Innanzitutto il nuovo “Venerdì 13” non è un remake ma più che altro un sequel del primo film della serie. Infatti i primi venti minuti del film si sviluppano sulla gita di un gruppo di ragazzi nei pressi di Chrystal Lake: quando si accampano per la notte, intorno al falò, uno di loro racconta la storia degli omicidi avvenuti nella zona che per gli spettatori altro non è che la trama del primo “Venerdì 13”.
Un sequel, questo, davvero mal riuscito. Il film originale, quello del 1980, era un horror d’impatto che voleva ripercorrere le indelebili impronte lasciate due anni prima, nel 1978, da quel mitico lavoro che fu “Halloween” di John Carpenter. “Venerdì 13” del 1980 è un horror destinato agli adolescenti che ancora riesce a spaventare, anche se ora siamo abituati a ben altro. Questo sequel, a confronto dell’originale ma anche di altri horror, risulta scarso nelle idee, ridicolo nelle situazioni, stupido nella creazione dei personaggi, spento negli spunti registici: in poche parole, è solo la caricatura di un horror.
È diretto da Marcus Nispel, già regista del remake di “Non aprite quella porta”. La riuscita di quel remake ha portato a pensare che ci fosse una rinascita dell’horror americano, con giovani autori e registi capaci di riportare a fior di pelle quei brividi che ci scatenarono Tobe Hooper, John Carpenter, Wes Craven e Sam Raimi tra la metà degli anni ’70 e la metà degli anni ’80. Forse sarà anche così, qualcuno in effetti c’è riuscito, ma non si può dire che Nispel sia stato capace di riproporre un buon prodotto: “Venerdì 13” è talmente misero nei contenuti e nei livelli di tensione da portare alla noia.
Il film, il regista e con lui gli sceneggiatori, cercano di sorprendere proponendo delle alternative a scene e sviluppi che potevano sembrare stereotipati ma queste alternative sono frettolose e talmente poco originali da creare l’effetto contrario: ogni scena è prevedibile, incapace di creare suspense; è tutto uguale, non c’è sorpresa, c’è solo Jason Voorhees che avanza come uno schiacciasassi con il suo machete, talmente meccanico che ci ha già frantumato la sopportazione (e ad alcuni qualcos’altro) prima ancora di passarci sopra.
Cosa dire poi dei protagonisti, dei dialoghi e delle situazioni? C’è poco da dire, più che altro c’è da decidere se reagire alla stupidità piangendo o ridendo (dipende dalla quantità di ottimismo che avete nel DNA!).
“Venerdì 13” risulta un horror ridicolo, soprattutto per i personaggi che mette in scena, i dialoghi e le situazioni, anche se definirei esagerato parlare di dialoghi e di vere e proprie situazioni. Infatti il film è assolutamente squilibrato nei contenuti, che non esistono, e si capisce dal rapporto tra scene di sesso, troppe e inutili, e svolgimento complessivo. L’esagerazione conferma la totale mancanza di idee: il sesso non ha infatti bisogno di sceneggiatura, ha solo bisogno di attrici nude e di battute sceme da parte degli attori maschi. Certo, in un film horror per adolescenti il sesso non può mancare ma deve essere inserito in maniera intelligente, non come sostituto delle idee.
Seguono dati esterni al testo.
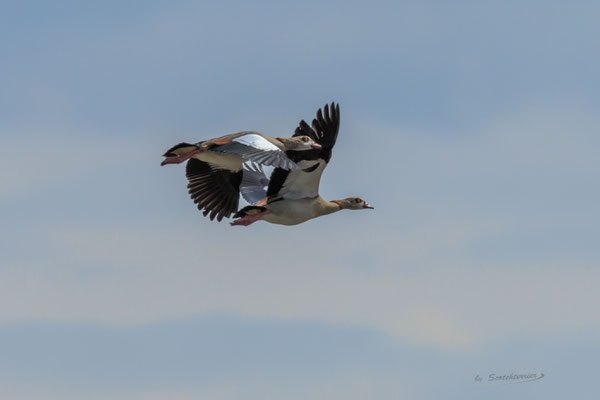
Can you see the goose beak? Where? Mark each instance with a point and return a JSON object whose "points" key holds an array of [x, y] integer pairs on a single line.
{"points": [[179, 159]]}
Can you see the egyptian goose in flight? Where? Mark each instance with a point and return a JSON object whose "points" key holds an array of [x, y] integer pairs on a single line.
{"points": [[215, 167], [292, 196]]}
Di certo il film è capace di dare un valido esempio della gioventù di adesso mostrando la limitata visione del divertimento che questi hanno: attaccarsi alla bottiglia o drogarsi o, meglio ancora, fare entrambe le cose. I protagonisti da quando compaiono sullo schermo fanno solo questo. Sono talmente fatti che neanche capiscono cosa gli succede intorno, finché non ci rimangono secchi. Protagonisti più che mai realistici per comportamento eccessivo e scarsa intelligenza ma in quanto a realismo ci fermiamo qui; per quello che invece riguarda il surrealismo horror, siamo comunque molto lontani, direi che è più preciso se viene definito “ridicolismo horror”.
Concludo sottolineando che, di sicuro, “Venerdì 13” non piacerà ai fans delle serie e più che altro ai fans del primo film che si ritroveranno, con questo sequel, a guardarne il riflesso deformato fino al grottesco.
Nota: con Jared Padalecki, che interpreta Clay Miller (il protagonista del film), sembra che Hollywood cerchi di dar vita a una icona dell’horror, una specie di “remake” dell’attore simbolo di un genere, come andava di moda nel già citato decennio 1975-1985, insomma una specie di Jamie Lee Curtis in versione maschile. Peccato che l’attore stia all’horror quasi quanto Woody Allen sta ai film d’azione. Assolutamente inadatto, per mancanza di carica e di intensità ma anche di espressività.